Dr. Dominic Assimaki joined the School of Civil and Environmental Engineering at the Georgia Institute of Technology as an Assistant Professor in July 2005. She received her BS in Civil Engineering from the National Technical University of Athens (Athens, Greece) in 1998. She continued her studies at the Department of Civil and Environmental Engineering at MIT (Cambridge, MA) where she obtained an MS in 2000 and a ScD in 2004. During her doctoral studies, she also participated in the European Research Training Network SAFERR as a Young Researcher in GDS (Paris, France, January 2001-September 2002), and received a graduate research fellowship from the National Technical University of Athens (Athens, Greece, September 2002-August 2002). After graduating from MIT, she worked as a post-doctoral researcher at the Institute for Crustal Studies at the University of California, Santa Barbara (February 2004-June 2005).
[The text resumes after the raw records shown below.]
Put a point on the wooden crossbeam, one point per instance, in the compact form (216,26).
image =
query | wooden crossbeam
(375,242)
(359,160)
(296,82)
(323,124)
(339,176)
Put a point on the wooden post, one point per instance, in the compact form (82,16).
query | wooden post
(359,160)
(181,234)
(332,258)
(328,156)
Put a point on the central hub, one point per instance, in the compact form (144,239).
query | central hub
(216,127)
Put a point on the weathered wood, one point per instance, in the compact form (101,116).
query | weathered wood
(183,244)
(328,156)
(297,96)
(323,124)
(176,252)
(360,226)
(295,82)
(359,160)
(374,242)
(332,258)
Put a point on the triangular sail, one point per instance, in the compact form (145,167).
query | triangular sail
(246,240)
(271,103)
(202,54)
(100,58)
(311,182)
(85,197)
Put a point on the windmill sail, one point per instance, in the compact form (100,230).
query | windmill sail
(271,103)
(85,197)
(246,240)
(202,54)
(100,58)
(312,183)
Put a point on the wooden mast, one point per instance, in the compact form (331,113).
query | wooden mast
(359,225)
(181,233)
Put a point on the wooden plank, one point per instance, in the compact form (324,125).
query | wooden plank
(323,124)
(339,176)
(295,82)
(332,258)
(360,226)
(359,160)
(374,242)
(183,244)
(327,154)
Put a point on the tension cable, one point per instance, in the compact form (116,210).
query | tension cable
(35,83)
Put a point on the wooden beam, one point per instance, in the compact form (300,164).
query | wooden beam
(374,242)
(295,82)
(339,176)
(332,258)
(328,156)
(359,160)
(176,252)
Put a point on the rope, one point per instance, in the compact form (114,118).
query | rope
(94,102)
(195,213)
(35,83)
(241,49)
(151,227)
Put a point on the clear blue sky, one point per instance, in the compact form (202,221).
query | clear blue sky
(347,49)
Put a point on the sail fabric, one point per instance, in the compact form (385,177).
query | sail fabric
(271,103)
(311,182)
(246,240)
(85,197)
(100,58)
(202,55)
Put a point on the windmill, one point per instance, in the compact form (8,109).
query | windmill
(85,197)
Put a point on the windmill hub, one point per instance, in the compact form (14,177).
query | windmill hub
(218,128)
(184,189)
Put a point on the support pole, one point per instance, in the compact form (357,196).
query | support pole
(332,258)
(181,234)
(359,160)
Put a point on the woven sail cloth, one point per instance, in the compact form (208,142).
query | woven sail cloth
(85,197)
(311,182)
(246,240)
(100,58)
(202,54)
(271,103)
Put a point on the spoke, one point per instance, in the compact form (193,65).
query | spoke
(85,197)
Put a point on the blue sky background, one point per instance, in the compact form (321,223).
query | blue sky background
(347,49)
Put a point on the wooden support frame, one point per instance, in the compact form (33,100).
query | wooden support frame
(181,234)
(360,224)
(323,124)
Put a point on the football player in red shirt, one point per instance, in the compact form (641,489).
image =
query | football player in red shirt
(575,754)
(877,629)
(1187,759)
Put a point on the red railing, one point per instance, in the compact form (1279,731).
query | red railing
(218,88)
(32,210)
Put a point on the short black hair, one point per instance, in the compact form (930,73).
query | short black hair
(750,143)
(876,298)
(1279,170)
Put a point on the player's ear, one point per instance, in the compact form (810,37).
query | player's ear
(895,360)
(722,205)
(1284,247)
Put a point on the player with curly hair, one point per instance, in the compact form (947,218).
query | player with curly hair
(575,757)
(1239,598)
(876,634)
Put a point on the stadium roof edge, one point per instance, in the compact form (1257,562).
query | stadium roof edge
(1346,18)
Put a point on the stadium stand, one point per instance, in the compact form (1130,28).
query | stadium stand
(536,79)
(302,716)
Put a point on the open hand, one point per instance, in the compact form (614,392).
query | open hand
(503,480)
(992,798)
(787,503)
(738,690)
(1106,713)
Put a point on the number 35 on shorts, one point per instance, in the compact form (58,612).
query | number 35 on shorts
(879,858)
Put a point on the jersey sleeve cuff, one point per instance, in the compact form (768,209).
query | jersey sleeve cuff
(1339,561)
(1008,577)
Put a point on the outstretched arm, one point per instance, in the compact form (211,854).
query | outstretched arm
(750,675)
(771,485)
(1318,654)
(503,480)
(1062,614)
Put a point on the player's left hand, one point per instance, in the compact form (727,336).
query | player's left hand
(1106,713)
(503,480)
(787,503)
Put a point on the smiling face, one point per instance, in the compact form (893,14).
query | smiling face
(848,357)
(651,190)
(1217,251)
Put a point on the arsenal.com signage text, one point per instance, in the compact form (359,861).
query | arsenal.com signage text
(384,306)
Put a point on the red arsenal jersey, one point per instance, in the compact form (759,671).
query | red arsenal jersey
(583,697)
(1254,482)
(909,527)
Her primary research interests are in numerical methods in earthquake engineering and geophysics, and include forward simulations of dynamic nonlinear soil response, soil-structure interaction and scattering phenomena in heterogeneous media, as well as inverse problems. She is a member of the American Society of Civil Engineers, the Earthquake Engineering Research Institute, the American Geophysical Union, the Seismological Society of America, the International Association for Computer Methods and Advances in Geomechanics, and the Southern California Earthquake Center.